I got a warning but there was no link or suggestions of how to tune this number (or what it means). How do I choose this value?

Error:

(meta_learning_a100) [miranda9@hal-dgx diversity-for-predictive-success-of-meta-learning]$ python -m torch.distributed.launch --nproc_per_node=2 ~/ultimate-utils/tutorials_for_myself/my_l2l/dist_maml_l2l_from_seba.py

/home/miranda9/miniconda3/envs/meta_learning_a100/lib/python3.9/site-packages/torch/distributed/launch.py:178: FutureWarning: The module torch.distributed.launch is deprecated
and will be removed in future. Use torch.distributed.run.
Note that --use_env is set by default in torch.distributed.run.
If your script expects `--local_rank` argument to be set, please
change it to read from `os.environ['LOCAL_RANK']` instead. See 
https://pytorch.org/docs/stable/distributed.html#launch-utility for 
further instructions

  warnings.warn(
WARNING:torch.distributed.run:*****************************************
Setting OMP_NUM_THREADS environment variable for each process to be 1 in default, to avoid your system being overloaded, please further tune the variable for optimal performance in your application as needed. 
*****************************************
7 Likes

Since it’s an environment variable, I think you can simply set its value by:
OMP_NUM_THREADS=$VALUE python -m torch.distributed.launch --nproc_per_node=2 xxxxx
This is similar to other environment variables e.g. CUDA_VISIBLE_DEVICES

1 Like

oh cool. But I was curious about how does one choose the value of OMP_NUM_THREADS=$VALUE

6 Likes

bro,did you have slove this problem?

It seems that an optimal value can be found by OMP_NUM_THREADS = nb_cpu_threads / nproc_per_node. Use htop to know about number of CPU threads

2 Likes

set omp threads to number of logical cpus

import os

logical_cpus = os.process_cpu_count()

print(logical_cpus)

os.environ[‘OMP_NUM_THREADS’] = str(logical_cpus)

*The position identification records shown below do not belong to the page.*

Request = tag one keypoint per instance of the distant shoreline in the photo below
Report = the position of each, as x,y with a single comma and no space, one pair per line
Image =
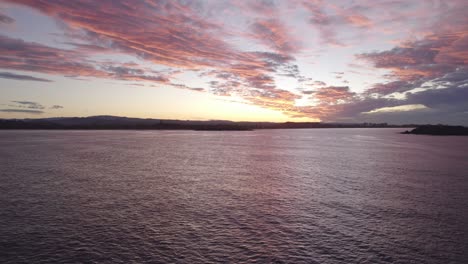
125,123
438,130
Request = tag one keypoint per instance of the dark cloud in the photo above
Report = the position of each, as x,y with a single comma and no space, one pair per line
6,19
24,111
56,107
20,77
28,104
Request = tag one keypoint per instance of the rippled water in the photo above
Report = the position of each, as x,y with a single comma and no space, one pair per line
292,196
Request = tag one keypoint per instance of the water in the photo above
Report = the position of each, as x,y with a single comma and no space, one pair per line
281,196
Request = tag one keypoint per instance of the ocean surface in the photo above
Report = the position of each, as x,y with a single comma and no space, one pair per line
265,196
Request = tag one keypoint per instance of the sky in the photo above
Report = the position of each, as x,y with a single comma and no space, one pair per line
393,61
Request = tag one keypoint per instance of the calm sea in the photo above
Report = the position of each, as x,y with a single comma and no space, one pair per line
266,196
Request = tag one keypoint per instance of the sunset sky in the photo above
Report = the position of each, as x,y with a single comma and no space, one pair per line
395,61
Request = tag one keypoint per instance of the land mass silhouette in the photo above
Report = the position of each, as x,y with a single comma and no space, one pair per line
116,122
439,130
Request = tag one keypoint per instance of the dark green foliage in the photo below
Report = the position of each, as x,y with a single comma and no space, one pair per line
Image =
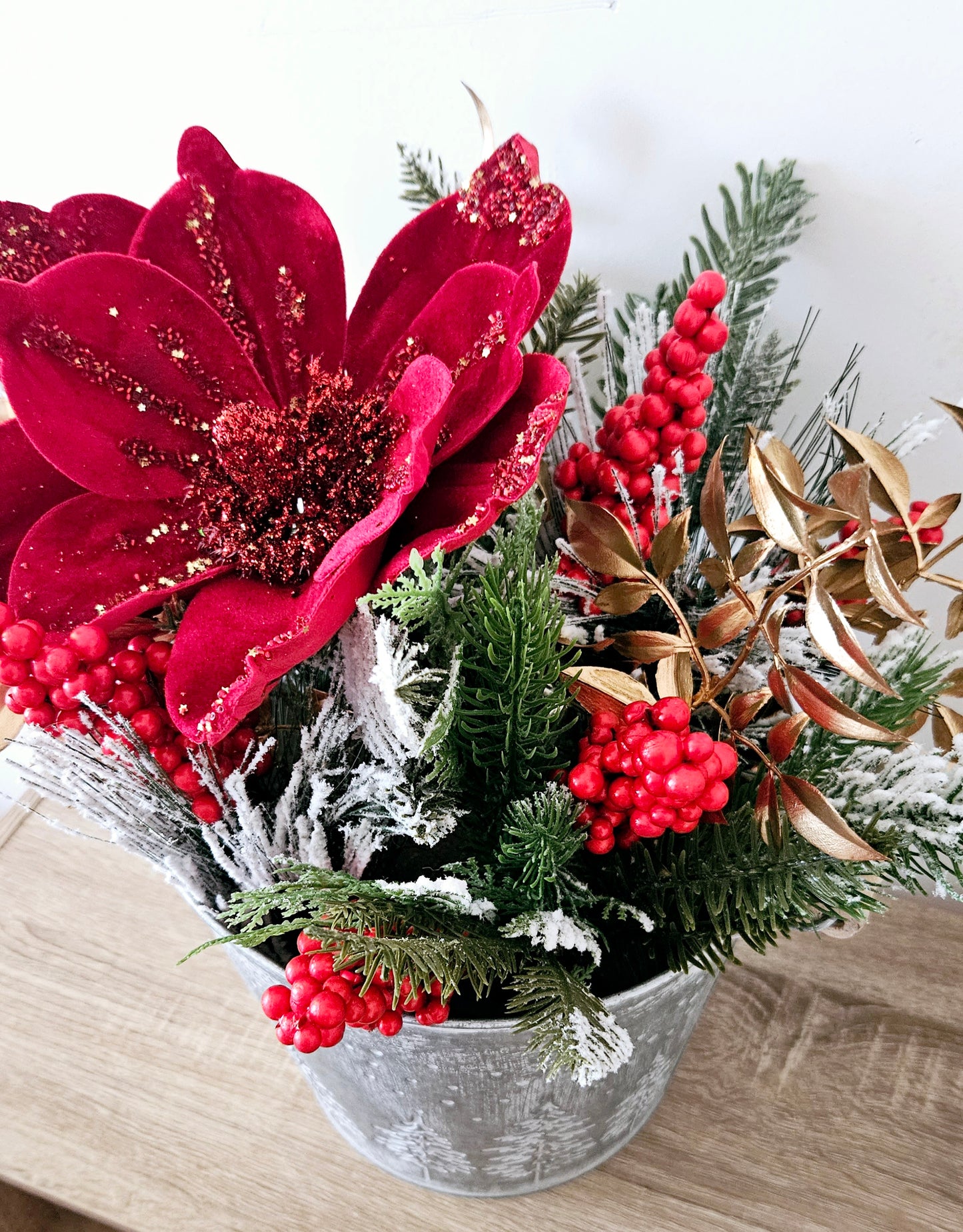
512,710
538,839
419,937
722,881
424,178
570,322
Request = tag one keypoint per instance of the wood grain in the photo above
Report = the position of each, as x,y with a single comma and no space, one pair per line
822,1089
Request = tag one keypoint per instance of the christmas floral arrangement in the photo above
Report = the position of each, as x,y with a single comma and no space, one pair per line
484,652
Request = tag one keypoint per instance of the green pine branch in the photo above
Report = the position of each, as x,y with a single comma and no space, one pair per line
570,322
512,710
424,178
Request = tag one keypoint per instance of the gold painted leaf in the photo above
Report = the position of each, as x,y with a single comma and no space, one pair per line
782,736
649,645
951,409
748,525
713,571
938,511
819,823
674,677
778,517
850,489
886,466
784,462
622,598
670,545
947,723
883,585
601,541
712,507
749,556
598,688
744,707
952,684
723,623
778,690
832,633
826,710
768,812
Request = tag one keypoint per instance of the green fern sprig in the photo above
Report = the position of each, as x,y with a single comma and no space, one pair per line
424,178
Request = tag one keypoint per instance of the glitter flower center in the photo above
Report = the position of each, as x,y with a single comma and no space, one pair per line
285,486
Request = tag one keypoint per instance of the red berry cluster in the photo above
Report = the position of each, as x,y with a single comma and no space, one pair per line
45,675
646,773
315,1005
929,535
654,425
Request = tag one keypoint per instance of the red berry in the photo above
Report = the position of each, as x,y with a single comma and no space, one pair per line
684,784
435,1013
168,757
90,642
713,335
129,665
61,662
286,1028
126,699
297,970
728,759
276,1001
586,781
664,816
642,825
663,751
391,1023
157,656
307,1037
716,797
40,716
149,723
671,713
31,693
13,672
187,780
303,992
21,641
322,966
206,809
708,290
308,944
327,1009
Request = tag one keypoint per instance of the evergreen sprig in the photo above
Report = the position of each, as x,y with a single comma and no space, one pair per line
570,1027
512,710
424,178
415,935
570,322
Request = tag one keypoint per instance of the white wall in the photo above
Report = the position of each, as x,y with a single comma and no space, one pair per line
638,111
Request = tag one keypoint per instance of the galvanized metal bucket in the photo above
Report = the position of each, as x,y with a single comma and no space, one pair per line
465,1109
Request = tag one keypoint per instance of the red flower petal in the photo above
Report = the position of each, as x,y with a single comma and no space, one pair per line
29,487
99,559
31,241
475,325
88,344
261,251
502,217
466,495
239,636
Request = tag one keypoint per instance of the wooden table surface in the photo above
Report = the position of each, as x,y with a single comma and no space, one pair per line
823,1088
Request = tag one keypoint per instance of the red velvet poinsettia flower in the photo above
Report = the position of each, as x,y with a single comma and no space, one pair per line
32,241
237,437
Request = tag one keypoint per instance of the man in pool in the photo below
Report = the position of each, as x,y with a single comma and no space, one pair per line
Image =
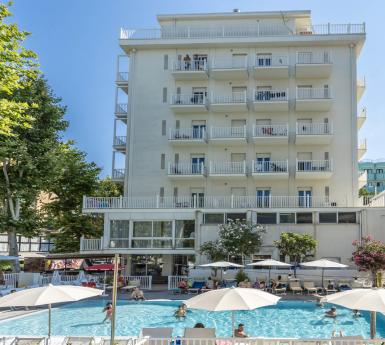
240,331
108,310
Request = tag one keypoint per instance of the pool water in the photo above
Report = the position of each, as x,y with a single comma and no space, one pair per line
288,319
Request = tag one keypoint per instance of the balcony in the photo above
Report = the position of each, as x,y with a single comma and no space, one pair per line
187,136
271,100
118,175
271,134
270,170
186,170
274,67
227,169
232,69
361,118
228,135
120,143
313,133
361,87
194,103
313,99
361,150
313,65
314,169
190,70
235,102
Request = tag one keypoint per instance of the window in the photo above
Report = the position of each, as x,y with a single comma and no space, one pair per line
347,217
287,218
304,218
213,218
266,218
327,217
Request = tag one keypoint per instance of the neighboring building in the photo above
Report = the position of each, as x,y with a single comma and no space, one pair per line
234,115
375,174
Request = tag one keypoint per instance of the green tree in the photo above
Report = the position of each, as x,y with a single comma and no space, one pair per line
26,161
296,246
18,70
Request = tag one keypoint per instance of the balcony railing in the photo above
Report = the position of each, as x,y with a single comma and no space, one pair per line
313,93
193,99
270,95
270,167
187,134
227,168
314,128
181,169
240,31
270,131
308,58
192,65
272,61
314,165
227,132
234,97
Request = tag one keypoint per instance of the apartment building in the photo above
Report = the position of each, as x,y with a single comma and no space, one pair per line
234,115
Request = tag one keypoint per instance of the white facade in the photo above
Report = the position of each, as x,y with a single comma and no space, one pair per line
248,113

OMP_NUM_THREADS should be set to #PhysicalCores / #Processes.

  • os.process_cpu_count, as @handaru mentioned and was added in Python 3.13, as well as nproc and htop, gives the number of logical CPUs. Please use psutil.cpu_count(logical=False) to get the number of physical CPUs.
  • Don’t forget to divide it by nproc_per_node as @Kenzo mentioned, or you’ll have many processes competing for each core.